O que é MiFID II? A licença da UE para perpetuals e ações tokenizadas

A MiFID II é o regime clássico europeu para securities — e, como existem derivados cripto e ações tokenizadas, ela também se aplica a eles.

Quem a detém? A lista verificada está aqui — dez entidades, com números de registo.

1. Introdução

MiFID II (Markets in Financial Instruments Directive) é a legislação clássica europeia sobre securities, que existia muito antes das cripto. Com o surgimento dos derivados cripto e das ações tokenizadas, essa licença passou a ser obrigatória para exchanges que oferecem esses produtos na UE.

Neste site mostramos quais exchanges obtiveram a MiFID II — e porque isso faz uma grande diferença nos produtos que pode negociar.

2. O que é exatamente a MiFID II?

MiFID II é uma diretiva da UE que regula instrumentos financeiros. Está em vigor desde 2018 e foi originalmente pensada para securities e derivados tradicionais.
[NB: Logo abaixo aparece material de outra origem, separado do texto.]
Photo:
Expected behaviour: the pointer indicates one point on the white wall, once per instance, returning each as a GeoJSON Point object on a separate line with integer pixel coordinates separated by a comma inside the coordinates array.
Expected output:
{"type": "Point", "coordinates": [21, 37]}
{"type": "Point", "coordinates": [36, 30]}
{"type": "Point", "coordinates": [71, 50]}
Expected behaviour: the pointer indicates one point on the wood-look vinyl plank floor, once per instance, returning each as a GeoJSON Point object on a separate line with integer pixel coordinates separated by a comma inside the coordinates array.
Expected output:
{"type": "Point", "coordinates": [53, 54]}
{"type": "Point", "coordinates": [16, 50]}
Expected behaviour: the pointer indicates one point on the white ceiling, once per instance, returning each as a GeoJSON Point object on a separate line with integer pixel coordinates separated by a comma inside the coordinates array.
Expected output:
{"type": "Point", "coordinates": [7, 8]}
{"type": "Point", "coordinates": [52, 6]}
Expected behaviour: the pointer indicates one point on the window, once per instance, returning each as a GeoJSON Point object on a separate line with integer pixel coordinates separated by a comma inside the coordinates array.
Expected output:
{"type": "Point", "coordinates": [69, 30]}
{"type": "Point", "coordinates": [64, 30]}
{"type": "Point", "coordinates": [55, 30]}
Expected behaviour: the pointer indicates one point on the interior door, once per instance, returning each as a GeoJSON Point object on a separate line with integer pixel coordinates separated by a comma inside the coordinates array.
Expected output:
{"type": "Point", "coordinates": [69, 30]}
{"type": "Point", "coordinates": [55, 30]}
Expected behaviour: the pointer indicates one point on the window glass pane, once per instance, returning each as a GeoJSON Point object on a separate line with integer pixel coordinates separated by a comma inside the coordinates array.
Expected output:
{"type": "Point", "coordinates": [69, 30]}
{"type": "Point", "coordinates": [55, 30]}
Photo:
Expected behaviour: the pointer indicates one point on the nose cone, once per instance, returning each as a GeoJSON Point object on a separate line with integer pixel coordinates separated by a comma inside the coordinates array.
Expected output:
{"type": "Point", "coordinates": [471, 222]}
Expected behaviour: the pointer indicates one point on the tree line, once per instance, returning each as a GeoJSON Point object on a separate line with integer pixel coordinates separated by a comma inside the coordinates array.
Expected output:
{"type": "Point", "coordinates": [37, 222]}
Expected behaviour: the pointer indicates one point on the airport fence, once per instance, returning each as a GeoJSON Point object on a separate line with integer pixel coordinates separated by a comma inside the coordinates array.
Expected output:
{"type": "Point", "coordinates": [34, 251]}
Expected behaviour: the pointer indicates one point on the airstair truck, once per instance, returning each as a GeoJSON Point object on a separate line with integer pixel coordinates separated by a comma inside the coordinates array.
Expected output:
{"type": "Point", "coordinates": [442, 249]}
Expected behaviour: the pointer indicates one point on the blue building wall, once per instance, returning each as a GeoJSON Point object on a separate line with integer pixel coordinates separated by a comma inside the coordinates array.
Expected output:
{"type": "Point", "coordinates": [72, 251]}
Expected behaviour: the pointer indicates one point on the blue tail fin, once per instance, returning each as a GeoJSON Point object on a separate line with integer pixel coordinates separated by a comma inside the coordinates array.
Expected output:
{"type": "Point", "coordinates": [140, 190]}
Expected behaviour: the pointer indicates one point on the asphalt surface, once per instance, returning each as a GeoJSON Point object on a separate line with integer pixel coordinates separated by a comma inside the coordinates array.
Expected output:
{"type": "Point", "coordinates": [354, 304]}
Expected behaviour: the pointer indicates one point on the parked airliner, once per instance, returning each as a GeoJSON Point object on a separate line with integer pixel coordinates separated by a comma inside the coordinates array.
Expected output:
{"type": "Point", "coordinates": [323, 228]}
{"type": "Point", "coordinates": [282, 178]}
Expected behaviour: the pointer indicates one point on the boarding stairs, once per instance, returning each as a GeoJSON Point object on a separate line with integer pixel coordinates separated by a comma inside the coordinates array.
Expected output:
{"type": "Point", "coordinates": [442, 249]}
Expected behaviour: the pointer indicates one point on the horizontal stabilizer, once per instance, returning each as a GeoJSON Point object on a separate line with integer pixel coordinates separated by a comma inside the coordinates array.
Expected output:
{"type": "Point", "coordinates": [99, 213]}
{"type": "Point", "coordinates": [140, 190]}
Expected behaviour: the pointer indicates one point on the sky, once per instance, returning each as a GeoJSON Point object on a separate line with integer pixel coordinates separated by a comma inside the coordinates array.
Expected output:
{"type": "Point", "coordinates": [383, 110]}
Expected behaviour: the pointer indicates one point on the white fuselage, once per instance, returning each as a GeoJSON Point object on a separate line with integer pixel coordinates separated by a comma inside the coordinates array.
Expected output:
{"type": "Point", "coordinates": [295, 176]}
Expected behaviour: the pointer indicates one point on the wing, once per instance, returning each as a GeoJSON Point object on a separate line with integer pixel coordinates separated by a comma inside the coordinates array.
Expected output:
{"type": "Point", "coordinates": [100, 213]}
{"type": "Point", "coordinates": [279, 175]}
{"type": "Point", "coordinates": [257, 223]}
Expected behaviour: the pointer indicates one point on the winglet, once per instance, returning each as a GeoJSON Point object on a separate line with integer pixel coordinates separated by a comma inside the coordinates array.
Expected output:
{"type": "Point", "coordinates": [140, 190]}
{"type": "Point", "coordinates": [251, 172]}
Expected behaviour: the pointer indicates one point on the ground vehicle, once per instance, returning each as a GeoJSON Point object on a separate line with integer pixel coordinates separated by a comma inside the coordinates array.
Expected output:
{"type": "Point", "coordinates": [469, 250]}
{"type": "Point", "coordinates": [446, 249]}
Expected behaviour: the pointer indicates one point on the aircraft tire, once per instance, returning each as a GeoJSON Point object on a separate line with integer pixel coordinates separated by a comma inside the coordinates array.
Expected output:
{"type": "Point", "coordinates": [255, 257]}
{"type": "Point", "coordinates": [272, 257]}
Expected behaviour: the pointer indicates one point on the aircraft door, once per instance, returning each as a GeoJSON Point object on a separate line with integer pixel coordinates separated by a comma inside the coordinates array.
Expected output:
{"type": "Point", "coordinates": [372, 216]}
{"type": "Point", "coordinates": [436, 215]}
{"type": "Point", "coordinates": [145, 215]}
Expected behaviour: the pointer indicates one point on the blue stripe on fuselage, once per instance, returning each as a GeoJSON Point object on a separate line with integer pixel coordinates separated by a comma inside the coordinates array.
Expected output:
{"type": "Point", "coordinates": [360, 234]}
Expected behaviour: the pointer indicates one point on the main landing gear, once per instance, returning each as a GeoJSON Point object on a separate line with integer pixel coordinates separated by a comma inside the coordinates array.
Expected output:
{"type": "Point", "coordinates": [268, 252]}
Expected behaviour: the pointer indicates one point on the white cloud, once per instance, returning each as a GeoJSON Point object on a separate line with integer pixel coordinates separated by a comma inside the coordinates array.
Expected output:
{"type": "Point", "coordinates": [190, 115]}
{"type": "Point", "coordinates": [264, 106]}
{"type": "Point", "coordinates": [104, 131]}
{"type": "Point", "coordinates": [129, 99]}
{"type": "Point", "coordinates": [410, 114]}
Com o crescimento dos perpetuals cripto e das ações tokenizadas, esses produtos também passaram a se enquadrar na MiFID II.

Uma licença MiFID II é emitida pelo órgão regulador nacional de um Estado-membro da UE e funciona via passporting nos 27 países. Para crypto exchanges, a variante mais comum é a licença MiFID II cipriota, emitida pela CySEC. Outras jurisdições incluem Malta (MFSA), Alemanha (BaFin) e Eslovénia (ATVP).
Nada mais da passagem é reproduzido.